This article is from the Esperanto FAQ, by Mike Urban urban@netcom.com and Yves Bellefeuille yan@storm.ca with numerous contributions by others.
(Thanks to Edmund Grimley-Evans for this information.)
TeX and LaTeX are professional typesetting systems, available as free
software for most computers. Though they are not always easy to use,
they are extremely flexible; they are the standard tool for typesetting
scientific articles and are often used for complex typesetting in the
humanities.
With TeX or LaTeX any diacritic can be applied to any character, so it
is no harder to produce c-circumflex (\^c) than e-acute (\'e), say. A
large number of "style files" exist to facilitate the use of particular
languages; "esperant.sty" and "espo.sty", available at
ftp://ftp.tex.ac.uk/tex-archive/macros/latex209/contrib/misc/
and elsewhere, both allow Esperanto's diacritics to be entered as
"^C ... ^u", and the same convention is used by the Babel package for
LaTeX2e which supports about 30 language, including Esperanto.
The programs produce "^j" by putting a circumflex onto a dotless j.
Although TeX's default Computer Modern font has a dotless j (\j), most
commercial fonts, including those that are built into laser printers, do
not.

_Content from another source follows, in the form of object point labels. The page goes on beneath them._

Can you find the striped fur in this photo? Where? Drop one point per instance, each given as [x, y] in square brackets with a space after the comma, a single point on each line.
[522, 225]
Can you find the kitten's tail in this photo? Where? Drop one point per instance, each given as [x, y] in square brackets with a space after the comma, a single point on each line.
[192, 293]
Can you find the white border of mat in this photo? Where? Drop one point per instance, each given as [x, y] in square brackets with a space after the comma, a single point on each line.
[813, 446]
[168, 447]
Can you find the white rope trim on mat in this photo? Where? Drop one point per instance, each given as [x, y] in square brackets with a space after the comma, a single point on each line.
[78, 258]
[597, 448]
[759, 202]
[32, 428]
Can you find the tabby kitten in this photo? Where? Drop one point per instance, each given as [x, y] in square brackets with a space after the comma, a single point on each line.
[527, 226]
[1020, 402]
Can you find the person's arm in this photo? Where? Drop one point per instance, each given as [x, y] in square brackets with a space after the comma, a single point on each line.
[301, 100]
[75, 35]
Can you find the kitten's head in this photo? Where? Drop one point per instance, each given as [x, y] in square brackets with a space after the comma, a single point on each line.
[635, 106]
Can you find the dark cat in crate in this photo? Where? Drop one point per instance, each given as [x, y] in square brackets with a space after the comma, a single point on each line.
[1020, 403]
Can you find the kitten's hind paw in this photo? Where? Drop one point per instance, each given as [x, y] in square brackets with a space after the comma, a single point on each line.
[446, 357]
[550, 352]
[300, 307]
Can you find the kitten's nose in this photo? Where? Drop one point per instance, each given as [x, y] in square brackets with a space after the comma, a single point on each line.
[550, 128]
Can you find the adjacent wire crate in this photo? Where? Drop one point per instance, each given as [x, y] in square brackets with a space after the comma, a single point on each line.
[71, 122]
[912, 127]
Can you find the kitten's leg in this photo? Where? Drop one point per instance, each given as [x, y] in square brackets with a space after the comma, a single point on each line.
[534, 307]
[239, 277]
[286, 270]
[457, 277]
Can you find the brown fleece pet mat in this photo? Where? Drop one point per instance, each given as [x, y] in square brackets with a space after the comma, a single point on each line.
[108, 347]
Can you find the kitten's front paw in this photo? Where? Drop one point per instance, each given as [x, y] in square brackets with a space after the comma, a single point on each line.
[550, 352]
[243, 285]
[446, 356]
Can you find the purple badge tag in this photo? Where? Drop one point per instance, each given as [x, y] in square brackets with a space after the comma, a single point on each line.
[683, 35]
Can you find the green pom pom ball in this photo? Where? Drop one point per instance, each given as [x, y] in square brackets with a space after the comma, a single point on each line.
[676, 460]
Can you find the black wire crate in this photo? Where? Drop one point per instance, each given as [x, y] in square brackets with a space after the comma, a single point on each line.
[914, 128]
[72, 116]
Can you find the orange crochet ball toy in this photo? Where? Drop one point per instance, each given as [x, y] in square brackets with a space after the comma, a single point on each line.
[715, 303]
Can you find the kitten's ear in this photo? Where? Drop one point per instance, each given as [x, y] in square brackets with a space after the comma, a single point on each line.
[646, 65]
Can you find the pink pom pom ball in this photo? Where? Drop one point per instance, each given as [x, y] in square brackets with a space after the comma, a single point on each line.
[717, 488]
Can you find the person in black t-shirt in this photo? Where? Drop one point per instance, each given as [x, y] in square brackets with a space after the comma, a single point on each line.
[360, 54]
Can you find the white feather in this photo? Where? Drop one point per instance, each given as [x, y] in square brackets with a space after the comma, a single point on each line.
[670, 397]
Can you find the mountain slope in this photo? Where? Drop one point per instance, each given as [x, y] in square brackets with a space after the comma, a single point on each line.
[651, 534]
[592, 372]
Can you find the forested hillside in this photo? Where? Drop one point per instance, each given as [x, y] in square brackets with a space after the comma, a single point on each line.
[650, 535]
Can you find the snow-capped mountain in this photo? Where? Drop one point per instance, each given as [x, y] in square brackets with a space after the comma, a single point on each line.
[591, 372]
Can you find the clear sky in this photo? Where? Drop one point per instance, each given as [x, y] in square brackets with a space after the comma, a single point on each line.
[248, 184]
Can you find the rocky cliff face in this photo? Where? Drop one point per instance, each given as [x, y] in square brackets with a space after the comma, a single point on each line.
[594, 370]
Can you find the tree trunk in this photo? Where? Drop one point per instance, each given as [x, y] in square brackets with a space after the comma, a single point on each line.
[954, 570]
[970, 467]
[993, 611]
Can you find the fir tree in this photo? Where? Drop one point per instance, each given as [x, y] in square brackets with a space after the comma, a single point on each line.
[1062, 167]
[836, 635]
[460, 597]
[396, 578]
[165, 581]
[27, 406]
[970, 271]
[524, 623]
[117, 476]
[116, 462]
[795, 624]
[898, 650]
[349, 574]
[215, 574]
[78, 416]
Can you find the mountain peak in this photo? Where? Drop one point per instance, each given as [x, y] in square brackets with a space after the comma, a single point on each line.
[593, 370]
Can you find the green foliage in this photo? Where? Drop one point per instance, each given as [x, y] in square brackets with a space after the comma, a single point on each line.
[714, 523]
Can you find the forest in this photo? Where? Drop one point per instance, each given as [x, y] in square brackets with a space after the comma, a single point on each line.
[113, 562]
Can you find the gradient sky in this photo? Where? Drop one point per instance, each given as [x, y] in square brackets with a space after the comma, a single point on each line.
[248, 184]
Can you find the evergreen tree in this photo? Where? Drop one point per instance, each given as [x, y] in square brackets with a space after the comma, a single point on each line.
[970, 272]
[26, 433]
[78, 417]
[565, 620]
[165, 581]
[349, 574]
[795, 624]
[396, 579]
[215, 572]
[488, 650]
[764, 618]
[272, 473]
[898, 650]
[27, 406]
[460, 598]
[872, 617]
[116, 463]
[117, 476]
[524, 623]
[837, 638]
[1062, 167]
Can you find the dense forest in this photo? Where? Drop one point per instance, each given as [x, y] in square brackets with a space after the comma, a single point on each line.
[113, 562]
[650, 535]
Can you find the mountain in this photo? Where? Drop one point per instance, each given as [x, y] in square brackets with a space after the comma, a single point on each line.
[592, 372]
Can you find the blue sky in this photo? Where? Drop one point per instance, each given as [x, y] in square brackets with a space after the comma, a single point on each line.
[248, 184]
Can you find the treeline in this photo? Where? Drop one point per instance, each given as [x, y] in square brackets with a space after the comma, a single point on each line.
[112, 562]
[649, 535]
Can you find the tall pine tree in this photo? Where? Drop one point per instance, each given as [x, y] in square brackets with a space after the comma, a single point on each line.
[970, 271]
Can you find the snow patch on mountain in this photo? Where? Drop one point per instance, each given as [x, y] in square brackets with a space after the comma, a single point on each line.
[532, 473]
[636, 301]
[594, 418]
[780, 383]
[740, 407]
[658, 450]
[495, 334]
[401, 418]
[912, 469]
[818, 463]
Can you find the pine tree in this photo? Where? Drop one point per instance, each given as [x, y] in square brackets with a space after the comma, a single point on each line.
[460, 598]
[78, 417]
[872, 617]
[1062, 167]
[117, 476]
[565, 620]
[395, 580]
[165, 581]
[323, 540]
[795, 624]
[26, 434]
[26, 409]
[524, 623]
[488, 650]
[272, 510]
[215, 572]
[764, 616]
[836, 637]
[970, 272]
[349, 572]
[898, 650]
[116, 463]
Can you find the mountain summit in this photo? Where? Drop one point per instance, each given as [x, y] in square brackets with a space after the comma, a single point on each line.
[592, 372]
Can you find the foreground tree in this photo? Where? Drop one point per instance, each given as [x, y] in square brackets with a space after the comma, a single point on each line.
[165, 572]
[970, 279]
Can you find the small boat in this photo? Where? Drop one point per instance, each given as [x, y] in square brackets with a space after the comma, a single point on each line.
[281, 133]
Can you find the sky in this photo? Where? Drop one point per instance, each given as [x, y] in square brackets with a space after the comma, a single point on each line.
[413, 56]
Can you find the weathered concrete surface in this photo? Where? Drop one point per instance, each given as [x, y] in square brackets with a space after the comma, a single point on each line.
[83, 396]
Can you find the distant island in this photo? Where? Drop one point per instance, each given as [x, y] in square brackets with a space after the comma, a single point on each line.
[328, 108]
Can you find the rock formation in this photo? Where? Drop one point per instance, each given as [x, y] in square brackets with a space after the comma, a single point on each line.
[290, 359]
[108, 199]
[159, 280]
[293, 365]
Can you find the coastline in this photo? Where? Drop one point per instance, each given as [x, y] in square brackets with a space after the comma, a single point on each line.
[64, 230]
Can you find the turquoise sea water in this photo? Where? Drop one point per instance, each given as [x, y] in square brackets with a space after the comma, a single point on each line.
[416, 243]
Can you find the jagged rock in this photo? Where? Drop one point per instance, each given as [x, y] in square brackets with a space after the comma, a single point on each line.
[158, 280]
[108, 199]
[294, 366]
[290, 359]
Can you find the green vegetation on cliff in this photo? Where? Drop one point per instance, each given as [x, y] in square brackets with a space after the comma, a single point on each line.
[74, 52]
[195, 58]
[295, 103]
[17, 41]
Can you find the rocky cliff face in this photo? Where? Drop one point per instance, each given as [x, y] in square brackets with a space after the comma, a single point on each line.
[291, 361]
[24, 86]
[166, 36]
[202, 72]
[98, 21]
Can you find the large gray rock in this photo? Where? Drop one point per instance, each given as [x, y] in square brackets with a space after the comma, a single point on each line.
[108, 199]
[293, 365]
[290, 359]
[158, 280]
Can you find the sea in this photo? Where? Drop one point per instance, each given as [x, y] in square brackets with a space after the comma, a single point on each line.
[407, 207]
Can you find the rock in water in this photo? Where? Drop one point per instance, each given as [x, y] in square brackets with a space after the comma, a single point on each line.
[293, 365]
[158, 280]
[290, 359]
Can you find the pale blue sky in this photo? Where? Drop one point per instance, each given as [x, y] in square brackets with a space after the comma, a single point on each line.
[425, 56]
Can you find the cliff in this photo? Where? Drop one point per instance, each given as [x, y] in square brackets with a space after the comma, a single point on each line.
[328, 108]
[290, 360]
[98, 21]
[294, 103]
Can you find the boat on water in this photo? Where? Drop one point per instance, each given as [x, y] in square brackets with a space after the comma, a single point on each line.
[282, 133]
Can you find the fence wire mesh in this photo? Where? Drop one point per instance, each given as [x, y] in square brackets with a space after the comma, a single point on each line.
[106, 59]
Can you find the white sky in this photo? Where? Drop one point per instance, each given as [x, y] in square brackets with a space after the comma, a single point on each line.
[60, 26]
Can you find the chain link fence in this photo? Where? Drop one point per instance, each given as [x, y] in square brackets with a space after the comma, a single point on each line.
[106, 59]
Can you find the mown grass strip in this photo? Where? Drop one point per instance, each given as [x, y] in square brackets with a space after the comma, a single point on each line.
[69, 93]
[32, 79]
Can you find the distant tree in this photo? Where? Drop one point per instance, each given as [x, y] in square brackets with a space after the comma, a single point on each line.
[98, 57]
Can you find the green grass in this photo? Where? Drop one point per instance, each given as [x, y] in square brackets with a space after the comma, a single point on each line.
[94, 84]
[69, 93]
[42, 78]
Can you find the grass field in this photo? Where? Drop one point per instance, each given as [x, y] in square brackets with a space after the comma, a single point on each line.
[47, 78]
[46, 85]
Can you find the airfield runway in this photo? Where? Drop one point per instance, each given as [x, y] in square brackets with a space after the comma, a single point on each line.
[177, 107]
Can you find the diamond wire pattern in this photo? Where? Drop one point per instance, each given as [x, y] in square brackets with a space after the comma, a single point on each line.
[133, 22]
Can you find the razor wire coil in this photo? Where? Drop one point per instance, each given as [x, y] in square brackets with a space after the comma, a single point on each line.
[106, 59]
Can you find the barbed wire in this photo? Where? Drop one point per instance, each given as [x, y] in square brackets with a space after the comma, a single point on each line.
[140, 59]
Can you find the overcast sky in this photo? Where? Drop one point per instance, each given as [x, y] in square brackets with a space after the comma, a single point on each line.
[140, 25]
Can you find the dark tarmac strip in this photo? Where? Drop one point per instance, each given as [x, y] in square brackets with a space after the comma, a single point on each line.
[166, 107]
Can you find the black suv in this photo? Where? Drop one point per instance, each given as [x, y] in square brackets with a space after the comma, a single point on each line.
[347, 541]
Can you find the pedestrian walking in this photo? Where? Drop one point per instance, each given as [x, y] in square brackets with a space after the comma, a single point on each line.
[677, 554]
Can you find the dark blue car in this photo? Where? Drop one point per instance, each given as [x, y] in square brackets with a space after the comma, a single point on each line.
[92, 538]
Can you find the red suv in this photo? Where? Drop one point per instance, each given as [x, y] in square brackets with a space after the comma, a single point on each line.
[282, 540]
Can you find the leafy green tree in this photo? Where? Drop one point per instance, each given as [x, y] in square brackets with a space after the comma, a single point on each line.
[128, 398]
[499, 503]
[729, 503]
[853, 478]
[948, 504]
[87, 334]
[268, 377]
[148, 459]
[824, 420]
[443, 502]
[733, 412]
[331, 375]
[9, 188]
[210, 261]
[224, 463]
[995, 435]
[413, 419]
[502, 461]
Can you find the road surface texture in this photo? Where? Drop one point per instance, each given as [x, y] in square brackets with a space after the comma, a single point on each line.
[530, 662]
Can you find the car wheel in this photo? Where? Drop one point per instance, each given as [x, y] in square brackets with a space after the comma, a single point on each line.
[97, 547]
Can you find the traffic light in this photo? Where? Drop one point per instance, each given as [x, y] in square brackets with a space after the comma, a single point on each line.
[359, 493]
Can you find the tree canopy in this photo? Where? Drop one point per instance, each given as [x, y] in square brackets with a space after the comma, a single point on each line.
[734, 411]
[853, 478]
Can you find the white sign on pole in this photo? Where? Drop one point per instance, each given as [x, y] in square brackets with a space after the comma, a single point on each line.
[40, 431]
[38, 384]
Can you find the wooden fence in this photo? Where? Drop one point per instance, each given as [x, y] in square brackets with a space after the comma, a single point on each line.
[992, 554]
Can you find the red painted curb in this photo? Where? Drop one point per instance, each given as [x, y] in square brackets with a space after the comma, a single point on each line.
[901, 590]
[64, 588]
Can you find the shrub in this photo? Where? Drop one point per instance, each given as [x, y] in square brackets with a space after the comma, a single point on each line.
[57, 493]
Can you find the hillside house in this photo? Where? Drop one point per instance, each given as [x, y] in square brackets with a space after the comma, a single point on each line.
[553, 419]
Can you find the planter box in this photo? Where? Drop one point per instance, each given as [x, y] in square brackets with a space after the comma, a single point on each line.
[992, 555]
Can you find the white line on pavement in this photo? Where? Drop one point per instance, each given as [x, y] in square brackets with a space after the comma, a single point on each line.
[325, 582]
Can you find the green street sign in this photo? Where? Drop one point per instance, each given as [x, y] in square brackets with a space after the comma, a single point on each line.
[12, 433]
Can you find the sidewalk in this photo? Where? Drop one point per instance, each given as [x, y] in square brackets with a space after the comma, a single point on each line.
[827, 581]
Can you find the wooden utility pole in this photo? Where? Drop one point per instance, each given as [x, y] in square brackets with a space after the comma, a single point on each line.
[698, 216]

There is a work-around, available as "dotlessj.sty", that involves
blanking out the dot on an ordinary j; see
http://www.rano.demon.co.uk/dotlessj.html
Note that the Babel package does not include a hyphenation table for
Esperanto so it is usually best to discourage automatic hyphenation
(\hyphenpenalty=5000) and specify the hyphenation of particular words
where required (\hyphenation{Esp-er-anto}).